AI is accelerating the development lifecycle by generating code, reducing manual effort, and enabling faster delivery. However, it also introduces risk when sensitive values are included in generated outputs or quickly integrated without proper validation. Developers relying on these tools may inadvertently commit secrets as part of generated configuration or example code.

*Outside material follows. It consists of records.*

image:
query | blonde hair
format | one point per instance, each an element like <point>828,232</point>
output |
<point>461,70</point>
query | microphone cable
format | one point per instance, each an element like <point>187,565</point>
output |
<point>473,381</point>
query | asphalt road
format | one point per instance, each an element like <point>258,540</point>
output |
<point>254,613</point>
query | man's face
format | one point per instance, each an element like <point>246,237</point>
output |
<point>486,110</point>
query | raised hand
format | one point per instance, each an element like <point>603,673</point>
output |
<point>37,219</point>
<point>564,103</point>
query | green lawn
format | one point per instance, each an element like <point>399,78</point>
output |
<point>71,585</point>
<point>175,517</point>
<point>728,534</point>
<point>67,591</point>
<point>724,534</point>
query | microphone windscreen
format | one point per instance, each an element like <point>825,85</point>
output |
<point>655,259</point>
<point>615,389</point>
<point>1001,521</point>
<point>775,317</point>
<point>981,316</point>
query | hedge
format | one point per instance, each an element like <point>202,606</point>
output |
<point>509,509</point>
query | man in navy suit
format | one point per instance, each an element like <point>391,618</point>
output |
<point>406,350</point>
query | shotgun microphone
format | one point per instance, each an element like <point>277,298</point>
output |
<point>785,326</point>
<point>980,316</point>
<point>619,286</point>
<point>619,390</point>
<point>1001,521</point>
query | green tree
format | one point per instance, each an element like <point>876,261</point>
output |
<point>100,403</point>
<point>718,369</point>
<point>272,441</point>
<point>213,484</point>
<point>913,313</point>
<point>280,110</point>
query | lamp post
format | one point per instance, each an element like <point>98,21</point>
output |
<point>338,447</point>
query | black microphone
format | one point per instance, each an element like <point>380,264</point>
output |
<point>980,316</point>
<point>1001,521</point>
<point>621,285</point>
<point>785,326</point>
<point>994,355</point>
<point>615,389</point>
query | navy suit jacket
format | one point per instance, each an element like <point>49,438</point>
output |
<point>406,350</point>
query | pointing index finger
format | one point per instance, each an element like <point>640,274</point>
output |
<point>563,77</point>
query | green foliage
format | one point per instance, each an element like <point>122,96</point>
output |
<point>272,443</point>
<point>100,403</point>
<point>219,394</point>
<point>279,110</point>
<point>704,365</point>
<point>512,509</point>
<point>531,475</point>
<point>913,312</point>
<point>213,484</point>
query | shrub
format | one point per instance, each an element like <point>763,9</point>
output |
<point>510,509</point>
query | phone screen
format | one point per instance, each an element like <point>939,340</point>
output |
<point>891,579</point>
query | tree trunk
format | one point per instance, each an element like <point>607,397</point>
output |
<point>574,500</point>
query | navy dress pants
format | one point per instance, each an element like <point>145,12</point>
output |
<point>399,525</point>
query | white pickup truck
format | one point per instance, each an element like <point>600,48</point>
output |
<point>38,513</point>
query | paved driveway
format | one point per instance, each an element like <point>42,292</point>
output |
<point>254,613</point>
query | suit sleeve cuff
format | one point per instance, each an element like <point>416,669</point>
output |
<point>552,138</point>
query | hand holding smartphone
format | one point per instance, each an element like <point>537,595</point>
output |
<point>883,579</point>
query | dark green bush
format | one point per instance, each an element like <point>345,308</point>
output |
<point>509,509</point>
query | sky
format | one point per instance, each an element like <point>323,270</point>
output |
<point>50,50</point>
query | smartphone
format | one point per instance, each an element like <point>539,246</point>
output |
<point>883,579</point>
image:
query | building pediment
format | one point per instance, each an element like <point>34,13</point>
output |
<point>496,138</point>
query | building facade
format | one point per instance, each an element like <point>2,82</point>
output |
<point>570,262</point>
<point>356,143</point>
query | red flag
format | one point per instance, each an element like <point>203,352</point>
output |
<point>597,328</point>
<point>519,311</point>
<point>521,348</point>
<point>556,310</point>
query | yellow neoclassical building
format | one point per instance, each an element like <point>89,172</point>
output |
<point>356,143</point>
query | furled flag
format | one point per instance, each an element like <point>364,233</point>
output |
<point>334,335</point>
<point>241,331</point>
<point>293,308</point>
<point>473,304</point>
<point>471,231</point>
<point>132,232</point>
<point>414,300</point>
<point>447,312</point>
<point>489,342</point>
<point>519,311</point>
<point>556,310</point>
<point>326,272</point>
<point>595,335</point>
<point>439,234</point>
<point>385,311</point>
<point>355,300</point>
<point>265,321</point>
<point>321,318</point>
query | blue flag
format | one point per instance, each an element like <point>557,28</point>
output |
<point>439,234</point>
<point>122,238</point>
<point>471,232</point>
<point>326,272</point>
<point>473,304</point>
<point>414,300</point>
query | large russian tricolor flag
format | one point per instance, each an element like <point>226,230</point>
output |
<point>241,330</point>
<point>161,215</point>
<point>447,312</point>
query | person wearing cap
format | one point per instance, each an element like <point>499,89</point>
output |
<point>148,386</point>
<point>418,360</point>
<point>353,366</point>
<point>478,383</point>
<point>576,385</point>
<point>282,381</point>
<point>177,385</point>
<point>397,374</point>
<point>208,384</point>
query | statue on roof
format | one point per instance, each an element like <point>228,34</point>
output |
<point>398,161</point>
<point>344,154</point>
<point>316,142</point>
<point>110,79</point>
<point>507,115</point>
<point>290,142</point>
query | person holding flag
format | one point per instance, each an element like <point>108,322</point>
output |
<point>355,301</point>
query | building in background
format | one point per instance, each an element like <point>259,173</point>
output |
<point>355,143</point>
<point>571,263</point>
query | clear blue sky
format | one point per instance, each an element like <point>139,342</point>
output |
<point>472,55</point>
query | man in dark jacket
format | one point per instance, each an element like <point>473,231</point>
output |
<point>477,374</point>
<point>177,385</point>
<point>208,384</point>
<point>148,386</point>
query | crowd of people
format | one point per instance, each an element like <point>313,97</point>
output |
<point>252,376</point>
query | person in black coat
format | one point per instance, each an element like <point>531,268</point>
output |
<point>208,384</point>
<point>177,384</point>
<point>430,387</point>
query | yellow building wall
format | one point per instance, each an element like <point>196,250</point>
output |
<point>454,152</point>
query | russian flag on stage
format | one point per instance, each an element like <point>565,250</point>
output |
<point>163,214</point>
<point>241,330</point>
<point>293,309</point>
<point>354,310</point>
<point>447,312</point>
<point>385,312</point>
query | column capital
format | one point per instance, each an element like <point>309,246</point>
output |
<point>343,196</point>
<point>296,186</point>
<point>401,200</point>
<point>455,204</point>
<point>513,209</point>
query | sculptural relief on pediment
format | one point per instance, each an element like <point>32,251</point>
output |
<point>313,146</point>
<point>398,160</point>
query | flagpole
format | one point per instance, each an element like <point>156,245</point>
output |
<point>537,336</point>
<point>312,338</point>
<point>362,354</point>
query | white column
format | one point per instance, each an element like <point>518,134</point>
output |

The correction process is equally accelerated. The secret is identified and removed quickly, often within minutes. Despite this, the initial exposure remains embedded in the repository’s history, demonstrating that speed alone does not mitigate the underlying risk.
What Actually Works
Effective mitigation requires a shift in mindset. Removing a secret from code should not be considered the final step. Any secret that has been committed must be treated as compromised, regardless of how quickly it was removed. Immediate rotation of the affected credential is essential to prevent unauthorised access.
In addition, applications should follow a strict least privilege model. By limiting permissions to only what is strictly necessary, the potential impact of a leaked secret can be significantly reduced. Overly broad permissions increase the severity of any exposure and should be avoided wherever possible.
Long-term improvements involve reducing reliance on static secrets altogether. Approaches such as managed identities eliminate the need to store credentials in code and remove an entire class of risk associated with secret management. Preventative controls, such as pre-commit scanning and automated checks in CI pipelines, are also critical to ensuring that sensitive data is not introduced in the first place.
My Thoughts
The narrative around leaked keys has remained largely unchanged for years, but the underlying reality is evolving. AI-driven development is changing how code is produced and deployed, and with it, how secrets are handled. The combination of speed, automation, and persistent history creates a scenario where mistakes are quickly corrected but never truly erased.
This shift requires a new approach to security. It is no longer sufficient to focus solely on detecting exposed secrets. The focus must also include identifying patterns of exposure and addressing the workflows that enable them.
In this new reality, the problem is not just that secrets are leaked. It is that they are committed, fixed, and still fully available. Visibility is key to properly identifying potential leaks.